Acidosis, base deficit, and bicarbonate levels have been considered important outcome markers in conventionally resuscitated patients, and acidosis at admission has been reported to be associated with higher mortality in the ICU.[7,20] Serum lactate levels are closely related to metabolic acidosis in septic patients, and lactic acidosis also has been found to predict mortality in patients with severe sepsis and septic shock. However, in present study, multivariate analysis did not identify base deficit as an independent risk factor.
Cancer-related peritonitis was developed in 21% of 362 study subjects, and univariate analysis showed it to be related to mortality (P < 0.001). Malignancy is included in MPI as a risk factor, and the presence of malignant disease is known to be associated with mortality in peritonitis. We could not get the parameter to calculate the MPI due to the missing data. In the present study, GI cancer was one of them main causes of bowel perforation, and its mortality rate was higher than other causes of peritonitis.
Hypoalbuminemia is commonly developed in acute disease with several mechanisms. Because the half-life of albumin is about 20 days, it is not a good parameter for identifying or quantifying malnutrition. However, several studies have reported preoperative hypoalbuminemia is a risk factor of postoperative complications or death.[22–24] On the contrary, unlike preoperative albumin, albumin at 24 hours postoperatively seems to inadequately predict mortality. Our findings regarding the relation between hypoalbuminemia and in-hospital mortality concur with previous studies.[22–25]
Preoperative anemia is known to be independently associated with an increased risk of mortality in patients undergoing cardiac and noncardiac surgery, and intraoperative hemorrhage and transfusions are associated with poor prognosis.[27,28] In the present study, preoperative anemia was also found to be an independent risk factor of mortality. It might be associated with the poor patient condition, such as malnutrition, underlying malignancies, or sepsis.
The present study has a number of limitations, which are listed as follows:
- It was conducted at a single tertiary university hospital, so many of the study subjects had an underlying malignancy, and their mean age was relatively high at 60 years. And thus, as mentioned above, age was not found to be a risk factor of mortality.
- Because of the limited patient numbers and groups, risk factors showed wide confidence indices and our results cannot represent all patients who undergo emergency surgery for secondary peritonitis.
- The study was conducted using a retrospective design, and thus, some data were missing, and the timing sampling was not well-controlled. Furthermore, preoperative resuscitation was not performed under the protocol, and emergency department management processes were not adequately recorded and monitored.

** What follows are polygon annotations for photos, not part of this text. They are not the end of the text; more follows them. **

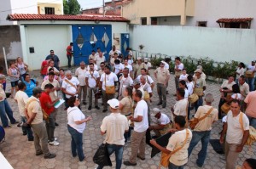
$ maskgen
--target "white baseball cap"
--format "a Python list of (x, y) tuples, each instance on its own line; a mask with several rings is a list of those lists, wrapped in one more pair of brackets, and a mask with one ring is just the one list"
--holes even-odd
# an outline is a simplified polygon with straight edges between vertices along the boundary
[(112, 99), (108, 101), (108, 104), (112, 107), (113, 109), (119, 109), (119, 101), (116, 99)]

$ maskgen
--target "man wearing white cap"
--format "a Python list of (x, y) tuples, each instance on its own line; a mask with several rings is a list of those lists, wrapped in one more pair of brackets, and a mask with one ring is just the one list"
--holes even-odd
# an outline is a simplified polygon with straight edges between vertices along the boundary
[(137, 65), (134, 67), (134, 78), (137, 78), (137, 76), (141, 75), (141, 69), (145, 68), (148, 70), (148, 65), (145, 63), (143, 63), (142, 58), (138, 57), (137, 59)]
[[(116, 168), (120, 169), (122, 166), (123, 151), (125, 145), (125, 132), (128, 132), (128, 120), (119, 111), (119, 102), (116, 99), (108, 101), (111, 114), (106, 116), (101, 126), (101, 134), (106, 134), (104, 143), (107, 144), (107, 149), (109, 155), (115, 154)], [(99, 166), (97, 169), (103, 166)]]
[(204, 95), (204, 91), (207, 89), (207, 84), (206, 84), (206, 80), (203, 79), (201, 76), (201, 70), (197, 69), (195, 71), (194, 71), (196, 76), (196, 79), (195, 80), (195, 88), (194, 91), (195, 93), (198, 95), (199, 99), (195, 103), (195, 112), (197, 111), (197, 109), (199, 106), (201, 106), (203, 104), (203, 95)]
[(160, 137), (170, 132), (170, 119), (166, 114), (161, 113), (158, 108), (154, 108), (152, 115), (156, 118), (157, 123), (156, 125), (149, 126), (148, 129), (153, 130), (156, 137)]

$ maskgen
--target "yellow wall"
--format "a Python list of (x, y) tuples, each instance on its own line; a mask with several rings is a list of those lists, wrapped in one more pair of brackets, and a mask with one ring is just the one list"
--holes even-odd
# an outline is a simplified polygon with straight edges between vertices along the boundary
[(147, 24), (150, 25), (150, 17), (181, 16), (181, 25), (185, 22), (186, 13), (194, 15), (195, 0), (133, 0), (122, 9), (123, 17), (131, 20), (131, 24), (141, 24), (141, 18), (147, 17)]
[(55, 8), (55, 14), (63, 14), (63, 6), (62, 4), (57, 3), (38, 3), (38, 6), (40, 8), (40, 14), (44, 14), (44, 7)]

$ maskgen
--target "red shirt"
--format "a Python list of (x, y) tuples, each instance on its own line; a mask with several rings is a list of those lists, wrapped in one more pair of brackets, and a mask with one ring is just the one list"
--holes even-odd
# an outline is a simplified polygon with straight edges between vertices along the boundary
[(41, 66), (43, 66), (43, 70), (41, 71), (41, 74), (42, 75), (47, 75), (48, 61), (47, 60), (44, 60), (42, 62)]
[(68, 51), (72, 51), (72, 46), (70, 46), (70, 45), (67, 47), (67, 55), (72, 56), (72, 53), (70, 53)]
[(46, 93), (45, 92), (43, 92), (41, 94), (41, 97), (39, 98), (40, 100), (40, 104), (41, 104), (41, 107), (42, 109), (48, 114), (51, 114), (54, 110), (55, 108), (54, 106), (52, 106), (51, 108), (48, 108), (46, 106), (47, 103), (52, 104), (52, 101), (49, 98), (49, 95), (48, 93)]

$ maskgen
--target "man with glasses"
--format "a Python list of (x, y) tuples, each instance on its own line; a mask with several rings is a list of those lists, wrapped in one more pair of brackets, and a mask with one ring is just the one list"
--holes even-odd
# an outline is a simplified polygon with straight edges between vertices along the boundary
[(52, 59), (55, 62), (54, 67), (55, 67), (58, 70), (60, 70), (60, 59), (57, 55), (55, 54), (54, 50), (49, 51), (50, 54), (45, 58), (45, 60)]

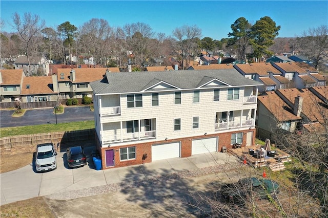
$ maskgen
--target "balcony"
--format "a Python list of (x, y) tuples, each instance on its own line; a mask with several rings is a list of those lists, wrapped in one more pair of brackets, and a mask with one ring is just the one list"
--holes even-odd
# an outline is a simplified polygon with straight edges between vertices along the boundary
[(100, 108), (100, 117), (103, 116), (117, 115), (120, 114), (121, 108), (119, 106)]
[(122, 142), (131, 141), (156, 138), (156, 130), (138, 132), (123, 134), (122, 136), (113, 135), (111, 132), (103, 131), (101, 141), (102, 144)]
[(244, 104), (252, 104), (256, 102), (256, 96), (251, 95), (251, 96), (244, 97)]
[(219, 123), (215, 123), (215, 131), (220, 130), (230, 129), (232, 128), (242, 128), (253, 125), (254, 119), (251, 118), (244, 121), (244, 122), (240, 124), (240, 122), (229, 121), (222, 122)]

- Time from arrival to surgery was not controlled, and the study subjects included emergency room admissions and in-patients, which prevented analysis of the relation between time from arrival and surgery in many cases.
- The MPIs were not calculated, and duration of the symptoms could not be included in the analysis due to missing records.
In critically ill surgical patients who underwent emergency GI surgery, cancer-related peritonitis, preoperative anemia (Hb <10 g/dL), and preoperative hypoalbuminemia (<2.7 mg/dL) had been found by multivariate analysis to be independent risk factors of in-hospital mortality. The recognition of risk factors at an early stage could aid risk stratification and the provision of optimal perioperative care.